Couleurs exprimées en hexadécimal
ATARI ST - TOS 1.4
0 blanc
7·7·7
2 rouge
7·0·0
4 bleu
0·0·7
6 marron
4·2·0
8 gris
5·5·5 clair
10 cyan
0·7·7
12 magenta
7·0·7
14 sable
4·4·0
1 noir
0·0·0
3 vert
0·7·0
5 marine
4·0·0
7 bouteille
0·4·0
9 gris foncé
2·2·2
11 acier
0·4·4
13 violet
4·0·4
15 jaune
7·7·0
Seules les quatre couleurs de gauche sont concernées par la moyenne résolution.

Atari STE

À partir du STE (TOS 1.6), chaque fondamentale connaît 16 nuances, de 0 à 15 ($F), portant les teintes possibles à 4096 (163).
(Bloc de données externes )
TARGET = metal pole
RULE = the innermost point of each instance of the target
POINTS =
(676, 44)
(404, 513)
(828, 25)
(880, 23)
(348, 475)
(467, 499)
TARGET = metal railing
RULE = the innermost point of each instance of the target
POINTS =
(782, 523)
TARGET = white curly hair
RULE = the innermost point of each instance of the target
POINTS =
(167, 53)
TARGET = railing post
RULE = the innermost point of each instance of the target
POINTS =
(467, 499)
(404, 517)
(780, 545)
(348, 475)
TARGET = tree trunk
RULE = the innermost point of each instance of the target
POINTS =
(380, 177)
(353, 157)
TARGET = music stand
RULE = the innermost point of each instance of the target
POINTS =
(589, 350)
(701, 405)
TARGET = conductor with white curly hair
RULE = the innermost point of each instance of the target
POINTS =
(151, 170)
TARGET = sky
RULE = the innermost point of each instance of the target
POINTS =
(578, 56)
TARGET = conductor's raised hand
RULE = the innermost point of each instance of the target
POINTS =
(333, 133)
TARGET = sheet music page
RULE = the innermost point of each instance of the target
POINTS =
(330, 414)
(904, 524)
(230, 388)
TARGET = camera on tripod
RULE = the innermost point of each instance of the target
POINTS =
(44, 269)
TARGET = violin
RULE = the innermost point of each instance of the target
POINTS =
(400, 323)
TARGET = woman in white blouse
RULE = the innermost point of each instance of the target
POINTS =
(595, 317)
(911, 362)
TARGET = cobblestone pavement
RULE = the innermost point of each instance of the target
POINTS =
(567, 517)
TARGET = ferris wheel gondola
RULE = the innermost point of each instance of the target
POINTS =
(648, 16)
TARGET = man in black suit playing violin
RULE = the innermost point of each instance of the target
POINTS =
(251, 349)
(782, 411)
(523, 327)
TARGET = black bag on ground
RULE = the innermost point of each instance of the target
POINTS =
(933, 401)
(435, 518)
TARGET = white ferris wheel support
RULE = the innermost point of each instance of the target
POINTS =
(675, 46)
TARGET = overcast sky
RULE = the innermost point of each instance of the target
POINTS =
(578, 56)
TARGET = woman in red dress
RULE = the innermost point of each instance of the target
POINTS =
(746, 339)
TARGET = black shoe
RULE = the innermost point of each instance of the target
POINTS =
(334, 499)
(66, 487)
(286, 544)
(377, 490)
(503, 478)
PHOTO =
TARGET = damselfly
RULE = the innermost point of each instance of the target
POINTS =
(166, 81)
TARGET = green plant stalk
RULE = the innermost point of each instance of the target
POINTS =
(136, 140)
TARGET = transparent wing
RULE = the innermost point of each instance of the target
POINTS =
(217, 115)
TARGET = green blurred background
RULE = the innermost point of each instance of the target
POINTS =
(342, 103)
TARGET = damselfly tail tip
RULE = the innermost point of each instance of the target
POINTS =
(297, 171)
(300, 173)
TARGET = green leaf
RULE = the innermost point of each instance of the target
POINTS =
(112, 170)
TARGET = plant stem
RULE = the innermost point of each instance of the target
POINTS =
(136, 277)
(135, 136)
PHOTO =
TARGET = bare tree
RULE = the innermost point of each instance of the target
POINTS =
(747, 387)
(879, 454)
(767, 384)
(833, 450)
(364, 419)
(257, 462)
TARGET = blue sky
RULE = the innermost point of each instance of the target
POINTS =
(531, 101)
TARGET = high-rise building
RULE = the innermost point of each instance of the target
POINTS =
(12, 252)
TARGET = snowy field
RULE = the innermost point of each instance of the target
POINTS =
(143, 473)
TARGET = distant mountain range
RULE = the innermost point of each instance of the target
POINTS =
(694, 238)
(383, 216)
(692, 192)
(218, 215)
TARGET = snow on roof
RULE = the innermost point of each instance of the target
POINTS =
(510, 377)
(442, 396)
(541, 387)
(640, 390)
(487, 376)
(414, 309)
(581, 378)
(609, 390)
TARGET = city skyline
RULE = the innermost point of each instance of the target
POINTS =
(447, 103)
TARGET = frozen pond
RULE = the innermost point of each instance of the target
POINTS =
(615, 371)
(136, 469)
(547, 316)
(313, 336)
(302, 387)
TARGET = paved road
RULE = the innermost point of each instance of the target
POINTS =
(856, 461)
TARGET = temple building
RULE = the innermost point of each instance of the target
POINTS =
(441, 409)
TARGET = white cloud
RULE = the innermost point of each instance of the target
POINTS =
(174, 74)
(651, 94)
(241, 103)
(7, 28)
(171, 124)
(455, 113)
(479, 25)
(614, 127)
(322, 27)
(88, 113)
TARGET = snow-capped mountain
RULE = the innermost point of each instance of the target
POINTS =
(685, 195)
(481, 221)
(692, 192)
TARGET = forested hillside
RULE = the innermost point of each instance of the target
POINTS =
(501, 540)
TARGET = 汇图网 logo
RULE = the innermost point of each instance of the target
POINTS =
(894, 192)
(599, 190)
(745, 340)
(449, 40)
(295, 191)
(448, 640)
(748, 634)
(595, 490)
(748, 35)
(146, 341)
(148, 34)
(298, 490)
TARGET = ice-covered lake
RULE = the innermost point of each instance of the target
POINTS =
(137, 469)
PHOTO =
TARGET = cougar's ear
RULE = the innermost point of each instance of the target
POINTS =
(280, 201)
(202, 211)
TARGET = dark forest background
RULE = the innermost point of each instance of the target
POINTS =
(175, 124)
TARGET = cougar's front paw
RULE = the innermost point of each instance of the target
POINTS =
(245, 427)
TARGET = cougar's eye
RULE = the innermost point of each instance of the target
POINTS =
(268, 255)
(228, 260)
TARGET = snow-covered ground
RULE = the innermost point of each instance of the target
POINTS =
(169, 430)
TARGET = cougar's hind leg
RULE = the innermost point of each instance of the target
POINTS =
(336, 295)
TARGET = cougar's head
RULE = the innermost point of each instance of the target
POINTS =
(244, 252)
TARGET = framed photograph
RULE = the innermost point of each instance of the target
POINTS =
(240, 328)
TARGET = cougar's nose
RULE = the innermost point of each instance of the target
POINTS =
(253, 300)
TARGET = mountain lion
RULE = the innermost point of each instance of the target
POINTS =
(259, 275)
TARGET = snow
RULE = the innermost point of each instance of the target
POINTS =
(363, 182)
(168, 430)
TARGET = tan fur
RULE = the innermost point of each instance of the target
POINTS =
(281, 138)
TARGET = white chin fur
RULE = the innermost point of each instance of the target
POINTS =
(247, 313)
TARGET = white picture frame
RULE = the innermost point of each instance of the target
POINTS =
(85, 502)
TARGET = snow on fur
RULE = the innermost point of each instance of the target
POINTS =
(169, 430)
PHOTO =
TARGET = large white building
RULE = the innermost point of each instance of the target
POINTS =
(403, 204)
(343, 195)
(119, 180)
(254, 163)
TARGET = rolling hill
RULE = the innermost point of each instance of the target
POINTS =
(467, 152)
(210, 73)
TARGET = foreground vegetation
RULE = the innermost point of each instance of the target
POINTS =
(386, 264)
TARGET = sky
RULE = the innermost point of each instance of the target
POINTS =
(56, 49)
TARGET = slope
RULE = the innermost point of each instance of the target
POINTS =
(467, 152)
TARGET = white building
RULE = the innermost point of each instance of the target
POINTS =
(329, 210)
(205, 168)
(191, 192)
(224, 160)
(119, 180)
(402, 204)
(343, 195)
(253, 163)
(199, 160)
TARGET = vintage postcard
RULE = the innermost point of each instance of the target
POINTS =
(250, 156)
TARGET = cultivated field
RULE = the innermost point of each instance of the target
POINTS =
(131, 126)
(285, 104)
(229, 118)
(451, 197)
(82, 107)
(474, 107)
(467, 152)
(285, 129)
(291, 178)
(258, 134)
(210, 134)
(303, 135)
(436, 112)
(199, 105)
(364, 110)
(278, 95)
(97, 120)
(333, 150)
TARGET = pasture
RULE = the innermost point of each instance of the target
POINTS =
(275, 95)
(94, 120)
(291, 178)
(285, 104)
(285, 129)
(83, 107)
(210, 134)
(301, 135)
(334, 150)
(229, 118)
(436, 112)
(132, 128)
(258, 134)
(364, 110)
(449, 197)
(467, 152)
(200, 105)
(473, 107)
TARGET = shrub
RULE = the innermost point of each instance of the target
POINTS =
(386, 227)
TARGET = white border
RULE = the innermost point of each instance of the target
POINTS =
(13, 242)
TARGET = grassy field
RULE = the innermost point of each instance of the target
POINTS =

Il est à noter que le marron et le vert foncé sont nettement plus sombres, et que le jaune et le sable sont intervertis.

Couleurs exprimées en hexadécimal
ATARI STE - TOS 1.6
0 blanc
15·15·15
1 noir
0·0·0
2 rouge
15·0·0
3 vert
0·15·0
4 bleu
0·0·15
5 marine
8·0·0
6 marron
8·4·0
7 bouteille
0·8·0
8 gris clair
10·10·10
9 gris foncé
4·4·4
10 cyan
0·15·15
11 acier
0·8·8
12 magenta
15·0·15
13 vviolet
8·0·8
14 jaune
15·15·0
15 sable
8·8·0
La première rangée seule est concernée par la moyenne résolution.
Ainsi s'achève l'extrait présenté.